Ideally, I would buy a $75 pH meter. Mash in and then adjust by adding acid to lower or Chalk or baking soda to increase. This would make all my confusion go away.

Since I don't have a pH meter, the next step was to get a water report from Ward Labs and then try the various spreadsheets. EZ Water Calculator v2 seems pretty smart, taking into account the difference between crystal and roasted grain, not just relying on SRM.

Here is my water:
Ca 58, Mg 35, Na 12, Cl 25, SO4 24, Alkalinity as CaCO3 224.

When I enter my water into this for a dark beer with 2lbs roasted and 2lbs crystal, it recommends adding say 6.6g NaHCO3 and 7.2g CaCO3 to hit 5.2 in my 10 gallon mash. This includes a 30% dilution in order to lower my magnesium. This puts my Alkalinity up to 359 and my Residual Alkalinity at 260 and estimates my Mash pH at 5.21.


When I read the sticky "A Brewing Water Chemistry Primer" it says to dilute until your water is soft, which would be 85% for me. Then the baseline is to add 6.8g of CaCl2 and to skip the Sauermalz for a dark beer. If I take those recommendations and put them into the EZ Water Calculator with the same grain estimations, it says my Alkalinity will be 34 and my residual alkalinity will be -12 with an estimated Mash pH of 4.97.
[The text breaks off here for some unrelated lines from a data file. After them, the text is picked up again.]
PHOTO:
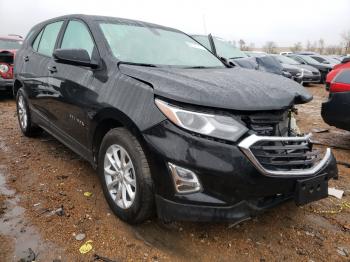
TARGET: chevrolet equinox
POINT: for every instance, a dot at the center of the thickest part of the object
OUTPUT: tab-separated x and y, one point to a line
170	128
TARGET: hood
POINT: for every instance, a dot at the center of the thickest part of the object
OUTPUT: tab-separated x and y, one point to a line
290	68
224	88
308	67
245	62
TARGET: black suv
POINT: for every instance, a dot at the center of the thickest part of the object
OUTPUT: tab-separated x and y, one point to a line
167	125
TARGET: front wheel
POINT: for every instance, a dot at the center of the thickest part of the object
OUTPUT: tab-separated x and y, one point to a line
125	176
28	128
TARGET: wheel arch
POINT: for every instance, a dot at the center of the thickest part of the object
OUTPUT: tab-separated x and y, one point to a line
16	86
104	121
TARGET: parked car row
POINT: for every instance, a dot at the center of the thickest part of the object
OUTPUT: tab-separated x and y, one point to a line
171	128
8	47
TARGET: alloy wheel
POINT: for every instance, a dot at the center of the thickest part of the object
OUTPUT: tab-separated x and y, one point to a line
120	177
22	112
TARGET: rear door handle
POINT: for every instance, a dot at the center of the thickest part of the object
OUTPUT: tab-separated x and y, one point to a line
52	69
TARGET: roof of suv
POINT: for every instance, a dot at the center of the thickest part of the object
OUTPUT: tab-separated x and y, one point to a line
110	19
12	38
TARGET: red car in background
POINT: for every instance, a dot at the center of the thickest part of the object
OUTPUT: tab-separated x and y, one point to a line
8	47
335	111
336	69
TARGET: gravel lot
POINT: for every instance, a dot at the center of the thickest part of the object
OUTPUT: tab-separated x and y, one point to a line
38	176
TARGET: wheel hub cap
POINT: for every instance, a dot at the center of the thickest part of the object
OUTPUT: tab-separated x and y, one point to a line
22	112
120	176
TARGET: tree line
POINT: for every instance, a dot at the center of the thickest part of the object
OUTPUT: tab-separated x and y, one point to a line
319	46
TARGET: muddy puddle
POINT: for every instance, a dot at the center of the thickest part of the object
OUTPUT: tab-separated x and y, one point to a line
27	243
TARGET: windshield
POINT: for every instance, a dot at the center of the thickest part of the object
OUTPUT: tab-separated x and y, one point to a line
309	60
286	60
135	43
225	49
10	44
203	39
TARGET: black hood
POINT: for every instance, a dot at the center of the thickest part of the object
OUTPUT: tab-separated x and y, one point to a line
226	88
245	62
308	67
291	68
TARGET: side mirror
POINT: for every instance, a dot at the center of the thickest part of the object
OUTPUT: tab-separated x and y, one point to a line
345	60
74	57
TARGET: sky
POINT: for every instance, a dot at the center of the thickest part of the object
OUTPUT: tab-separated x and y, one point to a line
254	21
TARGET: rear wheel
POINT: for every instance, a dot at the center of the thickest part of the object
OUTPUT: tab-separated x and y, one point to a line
28	128
125	176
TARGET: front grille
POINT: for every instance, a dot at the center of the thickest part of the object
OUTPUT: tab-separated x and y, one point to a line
285	155
281	156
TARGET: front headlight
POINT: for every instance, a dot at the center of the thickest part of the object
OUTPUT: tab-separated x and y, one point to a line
4	68
218	126
308	72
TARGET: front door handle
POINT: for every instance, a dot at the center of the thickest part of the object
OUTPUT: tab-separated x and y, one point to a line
52	69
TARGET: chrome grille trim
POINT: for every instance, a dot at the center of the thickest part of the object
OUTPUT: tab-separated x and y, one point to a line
248	142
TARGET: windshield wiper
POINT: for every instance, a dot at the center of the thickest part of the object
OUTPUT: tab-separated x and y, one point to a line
138	64
196	67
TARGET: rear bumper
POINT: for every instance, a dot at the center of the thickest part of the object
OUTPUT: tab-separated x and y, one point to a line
335	111
6	84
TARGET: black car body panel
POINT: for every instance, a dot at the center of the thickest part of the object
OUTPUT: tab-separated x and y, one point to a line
232	88
77	104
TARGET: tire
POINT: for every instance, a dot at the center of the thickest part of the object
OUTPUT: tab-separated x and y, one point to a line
28	128
131	208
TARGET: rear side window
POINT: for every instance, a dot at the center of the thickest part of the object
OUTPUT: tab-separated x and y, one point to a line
48	38
77	36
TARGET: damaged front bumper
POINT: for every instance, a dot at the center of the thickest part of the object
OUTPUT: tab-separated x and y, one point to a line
6	84
236	182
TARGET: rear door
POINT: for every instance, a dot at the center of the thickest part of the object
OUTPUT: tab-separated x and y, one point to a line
72	84
36	62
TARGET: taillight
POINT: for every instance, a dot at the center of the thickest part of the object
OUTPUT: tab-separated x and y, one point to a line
339	87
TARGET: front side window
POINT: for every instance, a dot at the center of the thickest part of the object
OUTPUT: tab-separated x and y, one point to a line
37	40
77	36
10	44
145	44
48	38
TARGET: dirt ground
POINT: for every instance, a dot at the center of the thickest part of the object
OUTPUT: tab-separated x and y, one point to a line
38	176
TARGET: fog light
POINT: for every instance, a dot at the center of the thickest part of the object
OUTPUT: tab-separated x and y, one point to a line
185	180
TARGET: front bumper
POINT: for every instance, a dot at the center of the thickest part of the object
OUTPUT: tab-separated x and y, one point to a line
233	188
335	111
6	84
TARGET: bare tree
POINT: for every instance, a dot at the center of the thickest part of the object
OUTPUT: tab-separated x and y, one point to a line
270	47
308	45
346	38
241	44
321	45
297	47
251	47
333	49
233	42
If I do nothing but dilute my water by 30% to lower the Magnesium under 30ppm, then EZ Water says my Alkalinity will be 157 and Residual Alkalinity will be 113 with an estimated Mash pH of 5.08. This seems half-way between the two suggestions. I'm tempted to go this route.


This all leaves me a little confused. :confused: I've read in other threads of people making dark beer with really low alkalinity and their mash pH turns out fine, but the huge disparity between the two methods seems weird, I just don't understand why this can be.
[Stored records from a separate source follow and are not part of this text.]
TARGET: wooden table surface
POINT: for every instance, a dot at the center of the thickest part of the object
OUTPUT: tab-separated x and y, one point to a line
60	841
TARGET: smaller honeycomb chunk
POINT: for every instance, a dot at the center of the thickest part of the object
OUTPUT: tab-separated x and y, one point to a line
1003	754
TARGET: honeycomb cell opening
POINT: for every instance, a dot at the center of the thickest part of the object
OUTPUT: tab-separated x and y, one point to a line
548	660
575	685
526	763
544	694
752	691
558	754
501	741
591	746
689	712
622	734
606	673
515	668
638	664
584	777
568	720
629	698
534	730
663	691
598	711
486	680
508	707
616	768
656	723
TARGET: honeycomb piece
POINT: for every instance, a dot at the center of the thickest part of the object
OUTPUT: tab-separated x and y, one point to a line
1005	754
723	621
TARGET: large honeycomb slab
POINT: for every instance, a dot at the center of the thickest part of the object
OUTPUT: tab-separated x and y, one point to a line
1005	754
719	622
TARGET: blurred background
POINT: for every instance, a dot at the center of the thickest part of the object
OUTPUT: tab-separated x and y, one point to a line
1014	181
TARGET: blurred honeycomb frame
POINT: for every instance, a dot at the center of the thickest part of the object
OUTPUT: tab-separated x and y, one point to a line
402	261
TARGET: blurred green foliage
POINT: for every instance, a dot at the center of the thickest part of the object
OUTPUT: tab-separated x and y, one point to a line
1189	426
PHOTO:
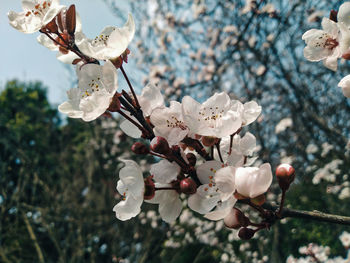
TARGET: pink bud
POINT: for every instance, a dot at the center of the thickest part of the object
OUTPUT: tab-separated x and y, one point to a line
246	233
139	148
188	186
285	174
160	145
150	188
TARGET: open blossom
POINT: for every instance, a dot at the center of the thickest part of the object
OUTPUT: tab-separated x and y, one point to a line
168	122
110	43
151	98
96	88
131	187
253	181
212	118
327	44
36	14
345	85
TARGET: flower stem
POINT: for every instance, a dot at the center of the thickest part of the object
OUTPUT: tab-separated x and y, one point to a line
131	88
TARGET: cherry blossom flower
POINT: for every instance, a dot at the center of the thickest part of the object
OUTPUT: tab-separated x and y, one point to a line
345	85
151	98
36	14
170	205
131	187
212	118
252	181
96	87
110	43
169	201
168	123
207	195
327	44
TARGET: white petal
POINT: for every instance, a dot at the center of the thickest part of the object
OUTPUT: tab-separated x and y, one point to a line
222	210
169	211
344	14
129	208
253	181
345	85
165	171
251	112
207	170
225	182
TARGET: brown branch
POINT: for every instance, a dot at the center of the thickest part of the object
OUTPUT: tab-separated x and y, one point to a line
311	215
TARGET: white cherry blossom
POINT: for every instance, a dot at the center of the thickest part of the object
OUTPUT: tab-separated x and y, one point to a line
96	87
212	118
327	44
165	171
36	14
170	205
345	85
110	43
168	122
253	181
131	187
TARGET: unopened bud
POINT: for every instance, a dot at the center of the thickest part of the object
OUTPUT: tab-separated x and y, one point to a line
236	219
71	19
246	233
115	103
139	148
150	189
209	141
188	186
333	15
285	174
191	159
160	145
259	200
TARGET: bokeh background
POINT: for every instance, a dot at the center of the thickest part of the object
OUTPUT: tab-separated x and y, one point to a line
58	175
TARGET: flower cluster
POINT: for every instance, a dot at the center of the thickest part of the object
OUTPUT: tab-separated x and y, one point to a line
331	43
202	156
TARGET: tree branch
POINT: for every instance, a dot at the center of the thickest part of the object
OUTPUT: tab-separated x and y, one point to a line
312	215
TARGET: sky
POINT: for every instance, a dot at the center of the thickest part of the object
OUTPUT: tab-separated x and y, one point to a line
24	59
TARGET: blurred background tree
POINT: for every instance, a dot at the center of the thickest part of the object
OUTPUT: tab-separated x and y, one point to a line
58	177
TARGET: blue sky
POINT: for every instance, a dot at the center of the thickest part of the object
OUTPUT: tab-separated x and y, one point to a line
23	58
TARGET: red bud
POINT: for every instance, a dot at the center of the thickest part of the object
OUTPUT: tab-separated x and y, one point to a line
246	233
188	186
139	148
160	145
150	188
236	219
285	174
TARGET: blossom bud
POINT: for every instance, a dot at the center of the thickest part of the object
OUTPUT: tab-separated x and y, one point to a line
333	15
115	103
160	145
209	141
150	189
71	20
188	186
236	219
139	148
191	159
285	174
246	233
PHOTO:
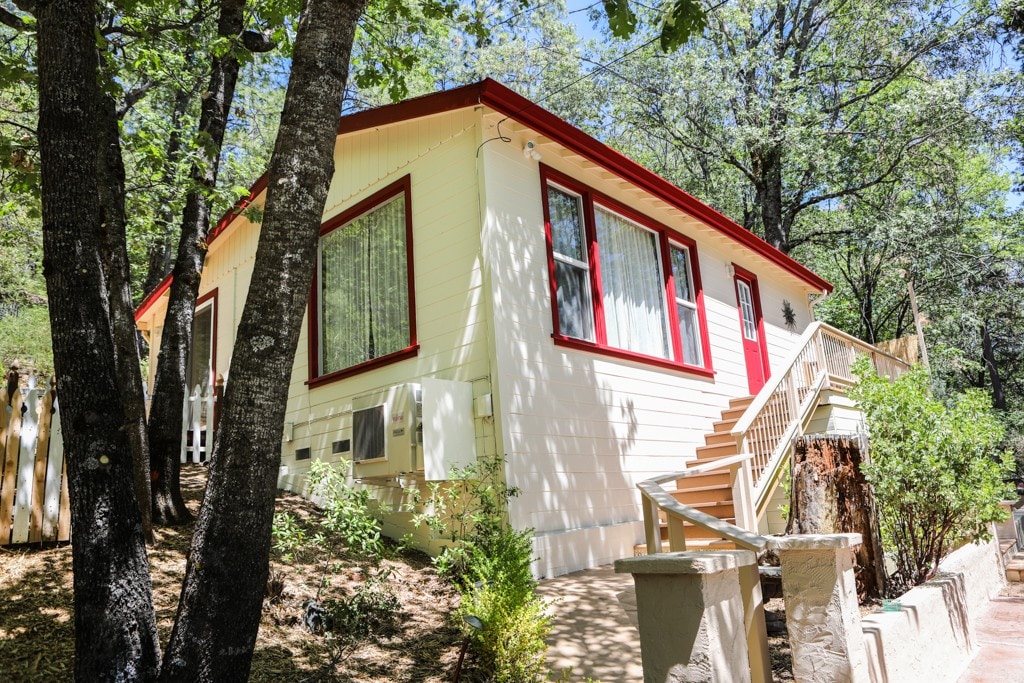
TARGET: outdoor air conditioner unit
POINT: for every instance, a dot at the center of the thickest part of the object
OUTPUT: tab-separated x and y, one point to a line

Sorry for the mechanical nature of this post. I know you all probably get tired of offering water profile advice. Is the moral to this story, "go buy a pH meter" ?
 
Many of us are lazy and use a buffering product like pH5.2. It will lock in the pH for almost any water and mash.
 
ColorpHast strips are a pretty inexpensive way to get decent accuracy. http://www.sanitationtools.com/Products.asp?Product=1438&Category=65
$20 with shipping. Also, get the 4-7 narrow range strips.
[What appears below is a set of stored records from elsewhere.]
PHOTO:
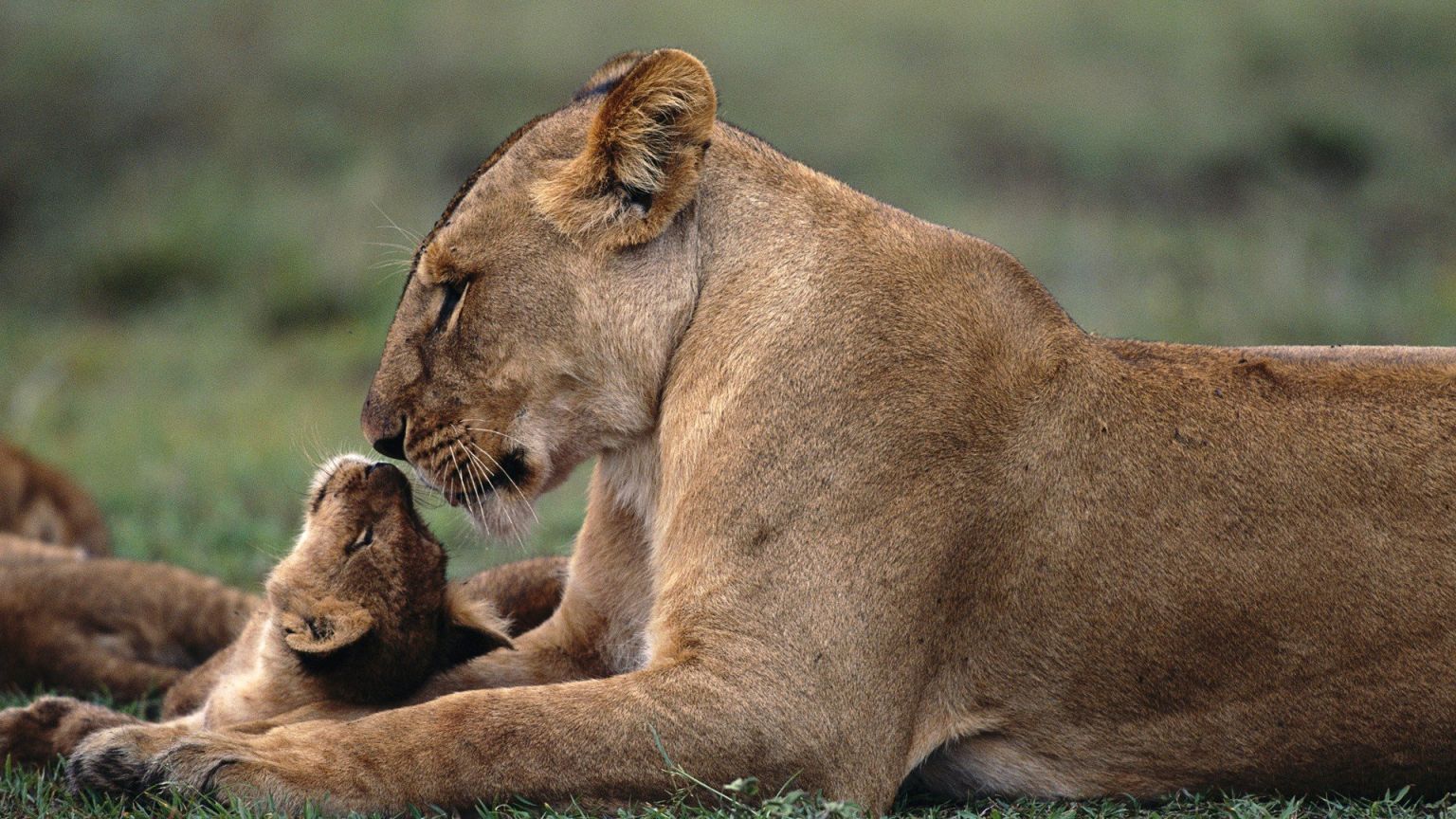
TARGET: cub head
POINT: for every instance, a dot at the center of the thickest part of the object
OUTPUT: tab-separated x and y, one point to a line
363	596
542	309
41	503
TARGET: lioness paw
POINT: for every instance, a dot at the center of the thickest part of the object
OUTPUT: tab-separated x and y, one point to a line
119	759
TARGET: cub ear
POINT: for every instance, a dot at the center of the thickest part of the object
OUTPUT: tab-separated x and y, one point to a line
334	624
472	628
643	155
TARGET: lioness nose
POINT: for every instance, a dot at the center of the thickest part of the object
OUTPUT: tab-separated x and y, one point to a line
383	428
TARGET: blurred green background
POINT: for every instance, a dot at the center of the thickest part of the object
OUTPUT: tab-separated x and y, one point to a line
206	209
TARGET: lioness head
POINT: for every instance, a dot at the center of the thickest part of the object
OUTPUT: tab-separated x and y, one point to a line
363	596
542	309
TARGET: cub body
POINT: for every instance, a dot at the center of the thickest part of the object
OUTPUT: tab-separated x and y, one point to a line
38	501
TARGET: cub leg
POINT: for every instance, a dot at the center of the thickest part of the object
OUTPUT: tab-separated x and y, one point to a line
53	726
595	629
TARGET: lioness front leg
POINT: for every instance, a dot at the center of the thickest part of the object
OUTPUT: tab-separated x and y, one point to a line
599	740
597	626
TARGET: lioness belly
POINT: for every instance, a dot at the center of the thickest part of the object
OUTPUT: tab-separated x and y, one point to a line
1222	569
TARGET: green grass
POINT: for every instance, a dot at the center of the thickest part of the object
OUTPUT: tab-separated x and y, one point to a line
198	208
44	793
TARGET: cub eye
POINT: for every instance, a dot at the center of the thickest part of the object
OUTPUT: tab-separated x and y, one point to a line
366	538
453	292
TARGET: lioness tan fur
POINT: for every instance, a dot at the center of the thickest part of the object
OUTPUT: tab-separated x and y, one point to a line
357	615
38	501
871	509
That have a systematic error of -.03, so if the strip says 4.9 you're really at 5.2.

I wouldn't rely on calculators or spreadsheets. I usually have to lower my mash pH even with lots of dark grains.

I've had mixed results with 5.2. I haven't been really impressed with that product, and after reading up on it, it doesn't always do what it claims, and it adds additional ions to your water profile.
 
Yes, the moral of the story is to buy a pH meter. I have been using the spreadsheets for a while now and I notice that my beers are good but don't seem to *pop*. I finally broke down and bought a pH meter myself. I guess it I would compare it to trying to figure out ABV without taking any hydro readings.
 
Moral #2 is to not add alkalinity (especially with your water) for any reason other than that you have a measurement of the mash pH that you trust which is low.

You will need to acidify the mash dozens of times for every time you need to add alkalinity.
 
+1 to remilard and machine shop.

A pH meter would be nice to have, but you need to calibrate and store it properly. The cheapest meters I found, including your calibration and storage solutions, were about $60-70, IIRC. I cut my pH strips in 2 so I can get 200 tests for $20. I doubt I'll go through that many in 50 brews. The rate I brew, that's two years.
 
Thanks for all the advice. I just ordered the colorpHast strips Nateo recommended. I'm sure I'll pick up a nice pH meter eventually, but at this point I'd rather spend extra money on Christmas presents for my family.